清麿x恵
□愛する君へのPresent
4ページ/4ページ
数分後、ドアホンが鳴り、清麿が姿を現す。手にはビニールの包みを持っていた。
「ごめん、こんな夜遅くに。それも疲れてる時に」
「ううん、そんなことないよ。さ、入って!」
恵の笑顔に手招きされてリビングへ入った清麿はまずビニールの包みを取り出した。
「喜んでもらえたらと思って作って来たけど、口に合うかな?」
包みから出て来たのは小さなランチボックス。そして中を開けると、オニギリとお新香が並んでいた?
「これ、私に?」
「うん。もし仕事先でご飯食べてきたなら明日でもいいよ?」
料理が苦手な清麿が作ってくれたことにびっくりした。いつもは恵が作ってくれているだけに新鮮な気持ちである。
「ありがとう、いただきます」
真ん中のオニギリをつまむと、程よい塩気が口中に広がった。プチプチという食感も広がる。やみつきになり食べ勧めていった。
「これ、焼きタラコ?」
「うん。好きだって前に言ってなかった?」
「うん!美味しくて、手が止まらなかったわ。お漬物がアクセントになってて何も食べてなかったから嬉しいな」
「味噌汁もあるけど?」
さりげなくフリーズドライの味噌汁も入れていた清麿の気配りがいつも以上に神がかって見えた。
「飲む〜」
思わず猫なで声になり、ちゃっかりオニギリに手を伸ばして味わいつつ味噌汁で口をうるおす。半分にして清麿にあげた。
「ご馳走さま。美味しかった〜♡」
「これだけじゃないよ」
次に清麿が取り出したのは綺麗に包装されたプレゼントボックス。中を開けると、レモンの香り漂う小さなシフォンケーキにティオと恵の思い出が詰まったアルバム、そして、ひまわりをイメージした黄色いキャップだった。かぶってみるとキャップが頭に全く違和感なくフィットする。
「すごい、かわいい!」
笑顔の恵を見て清麿の顔もほころぶ。ガッシュ達と一緒の頃はみんなのお姉さん立場ゆえかあまりみることはなかったが、今の恵も十分綺麗に見えた。
(やっぱり…素敵だな)
プレゼントを端に寄せると手際よくケーキを皿にもり、ケーキに舌鼓をうつ。生地の甘さとレモンの程よい酸味がマッチしていた。ふと清麿の目が恵の口元に向く。
「クリーム、付いてるよ?」
手鏡で確認すると、確かにわずかにクリームがくっついていた。
(やだ、彼に恥ずかしいところ見られちゃった!)
動揺を隠し、クリームを拭おうとするが意をを決するように清麿の影が伸びた。
「1つ…忘れてた」
セリフの真意がわからずキョトンとする恵みの唇が清麿の唇と重なった。数秒目を閉じたあと口元が離れたのを確認すると、ささやくような声が聞こえた。
「誕生日おめでとう…恵!」
不意打ちのようなキスにうっとりした恵。しかし清麿が真っ先に我に帰り、動揺した。自分でもなぜこんな大胆な方法に出たのかわからずびっくりしていた。
「ごめん!つい…勢いで…」
’’黙って‘’と言わんばかりに口元を人差し指で塞ぐ。
「ズルイよ…。でも、約束覚えていてくれたのね?」
約束とは、清麿の誕生日に恵がサングラスとキスをプレゼントした際に恵のバースデーに、清麿からキスをするという約束を交わしていたことである。

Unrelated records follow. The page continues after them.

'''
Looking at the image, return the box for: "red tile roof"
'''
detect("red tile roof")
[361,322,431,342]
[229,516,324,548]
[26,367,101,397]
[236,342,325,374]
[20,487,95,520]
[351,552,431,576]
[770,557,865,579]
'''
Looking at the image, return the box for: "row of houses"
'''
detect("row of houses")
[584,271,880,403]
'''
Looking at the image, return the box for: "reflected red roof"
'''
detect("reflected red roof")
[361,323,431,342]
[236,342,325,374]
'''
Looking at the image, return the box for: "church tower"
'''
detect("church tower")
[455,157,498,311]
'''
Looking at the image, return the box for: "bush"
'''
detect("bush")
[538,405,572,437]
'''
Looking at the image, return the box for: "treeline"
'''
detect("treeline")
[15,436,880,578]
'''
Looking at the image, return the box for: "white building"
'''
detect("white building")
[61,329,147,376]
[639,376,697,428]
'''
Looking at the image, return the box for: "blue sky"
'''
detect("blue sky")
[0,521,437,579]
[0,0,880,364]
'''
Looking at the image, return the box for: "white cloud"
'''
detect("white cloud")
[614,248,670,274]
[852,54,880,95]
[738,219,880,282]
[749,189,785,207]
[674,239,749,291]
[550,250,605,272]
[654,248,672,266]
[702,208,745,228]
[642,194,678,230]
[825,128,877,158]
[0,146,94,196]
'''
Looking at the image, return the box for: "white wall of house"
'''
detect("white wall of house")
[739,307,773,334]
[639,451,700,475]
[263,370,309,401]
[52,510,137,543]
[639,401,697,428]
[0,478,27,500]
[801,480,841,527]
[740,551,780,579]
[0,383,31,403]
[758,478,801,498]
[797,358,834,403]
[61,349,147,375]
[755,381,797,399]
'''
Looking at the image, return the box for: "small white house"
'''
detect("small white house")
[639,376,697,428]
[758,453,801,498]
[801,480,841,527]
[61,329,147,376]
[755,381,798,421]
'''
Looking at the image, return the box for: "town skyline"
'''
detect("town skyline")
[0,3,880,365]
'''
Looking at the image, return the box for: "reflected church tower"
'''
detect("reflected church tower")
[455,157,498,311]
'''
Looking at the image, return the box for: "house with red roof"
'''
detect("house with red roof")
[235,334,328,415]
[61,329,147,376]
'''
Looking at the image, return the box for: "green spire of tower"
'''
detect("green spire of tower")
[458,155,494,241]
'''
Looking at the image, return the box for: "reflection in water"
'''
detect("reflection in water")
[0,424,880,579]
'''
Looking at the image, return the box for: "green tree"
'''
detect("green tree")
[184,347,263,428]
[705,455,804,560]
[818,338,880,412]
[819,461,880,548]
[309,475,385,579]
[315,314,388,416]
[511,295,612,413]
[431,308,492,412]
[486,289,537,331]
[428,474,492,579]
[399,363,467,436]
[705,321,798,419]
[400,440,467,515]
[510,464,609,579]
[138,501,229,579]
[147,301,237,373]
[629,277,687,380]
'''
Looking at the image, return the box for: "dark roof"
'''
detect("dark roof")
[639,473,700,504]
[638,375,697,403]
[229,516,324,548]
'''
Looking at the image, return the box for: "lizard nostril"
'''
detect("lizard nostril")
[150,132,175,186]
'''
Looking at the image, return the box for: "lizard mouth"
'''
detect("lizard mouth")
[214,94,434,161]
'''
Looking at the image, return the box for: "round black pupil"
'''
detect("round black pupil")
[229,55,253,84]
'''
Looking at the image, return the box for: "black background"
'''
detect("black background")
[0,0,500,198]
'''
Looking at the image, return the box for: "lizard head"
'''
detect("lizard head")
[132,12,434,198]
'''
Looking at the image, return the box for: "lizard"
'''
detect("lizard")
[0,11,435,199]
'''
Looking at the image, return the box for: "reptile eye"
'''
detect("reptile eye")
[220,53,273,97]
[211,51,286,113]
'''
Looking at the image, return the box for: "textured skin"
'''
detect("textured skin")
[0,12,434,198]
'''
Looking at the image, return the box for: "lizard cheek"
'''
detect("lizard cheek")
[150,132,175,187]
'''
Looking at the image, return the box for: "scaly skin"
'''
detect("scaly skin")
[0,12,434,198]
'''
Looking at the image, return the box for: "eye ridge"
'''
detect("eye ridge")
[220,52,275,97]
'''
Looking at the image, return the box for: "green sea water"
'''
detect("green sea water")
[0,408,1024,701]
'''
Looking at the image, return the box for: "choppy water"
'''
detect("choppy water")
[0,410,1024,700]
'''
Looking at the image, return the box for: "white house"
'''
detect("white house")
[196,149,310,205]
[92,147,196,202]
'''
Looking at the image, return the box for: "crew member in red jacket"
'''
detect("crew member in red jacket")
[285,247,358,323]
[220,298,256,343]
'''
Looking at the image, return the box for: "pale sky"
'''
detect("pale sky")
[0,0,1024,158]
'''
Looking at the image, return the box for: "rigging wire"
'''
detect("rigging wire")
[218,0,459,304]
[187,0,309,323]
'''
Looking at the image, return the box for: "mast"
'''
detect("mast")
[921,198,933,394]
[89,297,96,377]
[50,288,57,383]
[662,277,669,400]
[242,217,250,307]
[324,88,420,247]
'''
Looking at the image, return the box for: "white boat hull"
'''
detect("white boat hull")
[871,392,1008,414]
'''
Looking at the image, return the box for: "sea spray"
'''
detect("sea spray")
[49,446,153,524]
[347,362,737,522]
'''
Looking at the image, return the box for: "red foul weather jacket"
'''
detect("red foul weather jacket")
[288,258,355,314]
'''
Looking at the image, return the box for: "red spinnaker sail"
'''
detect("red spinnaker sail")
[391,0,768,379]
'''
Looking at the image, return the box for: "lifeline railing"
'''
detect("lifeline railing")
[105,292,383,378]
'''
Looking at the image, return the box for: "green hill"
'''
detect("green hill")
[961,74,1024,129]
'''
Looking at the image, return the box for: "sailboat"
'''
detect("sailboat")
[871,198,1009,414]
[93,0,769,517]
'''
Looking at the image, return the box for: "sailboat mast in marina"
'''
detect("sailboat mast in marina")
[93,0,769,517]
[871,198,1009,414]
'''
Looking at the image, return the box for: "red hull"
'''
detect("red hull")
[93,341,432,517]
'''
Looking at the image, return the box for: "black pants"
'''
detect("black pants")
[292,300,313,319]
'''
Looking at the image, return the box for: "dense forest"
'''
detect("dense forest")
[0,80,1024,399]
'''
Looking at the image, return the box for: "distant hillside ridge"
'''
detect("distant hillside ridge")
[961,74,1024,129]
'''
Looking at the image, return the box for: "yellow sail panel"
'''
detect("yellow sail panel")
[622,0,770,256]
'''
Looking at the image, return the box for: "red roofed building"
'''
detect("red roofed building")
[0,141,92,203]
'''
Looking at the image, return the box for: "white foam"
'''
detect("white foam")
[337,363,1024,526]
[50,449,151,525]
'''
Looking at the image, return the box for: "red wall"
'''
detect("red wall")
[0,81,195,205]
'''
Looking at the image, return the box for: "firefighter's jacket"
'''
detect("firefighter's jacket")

「忘れるわけないだろ?世界でたった1人の恋人のバースデーを」
そういうと、清麿は優しく恵を抱きしめた。優しさ、温かさ、愛しさがひしひしと伝わる。恵もまた、愛する恋人に求められる喜びを肌で感じていた。
「清麿…お願いがあるの?」
「どうしたの?」
「もう一回、してくれる?」
ささやくように言われ、はっきり目を見る。
「するところ間違えたらごめん?」
「いいよ…して?」
言い終わると再度2人の唇が重なり、先ほどよりも強く、深くお互いを感じ合う。2人の様子は窓越しに影となって写っていた。
ティオと恵のアルバムに加え、もう一冊
清麿と恵のアルバムが写真で埋め尽くされる日も遠くはない。
なぜなら世界でたった1つの思い出がゆっくりゆっくりとページを刻んでいくからだ。
結婚まではまだ時間がかかるが、2人きりのこの瞬間が、年に1日の記念日を彩っている。彼らにとってはそれだけでも十分すぎる幸せだった。
夜空には満月が愛し合う2人を見守るように、ひときわ強い輝きを放っていた。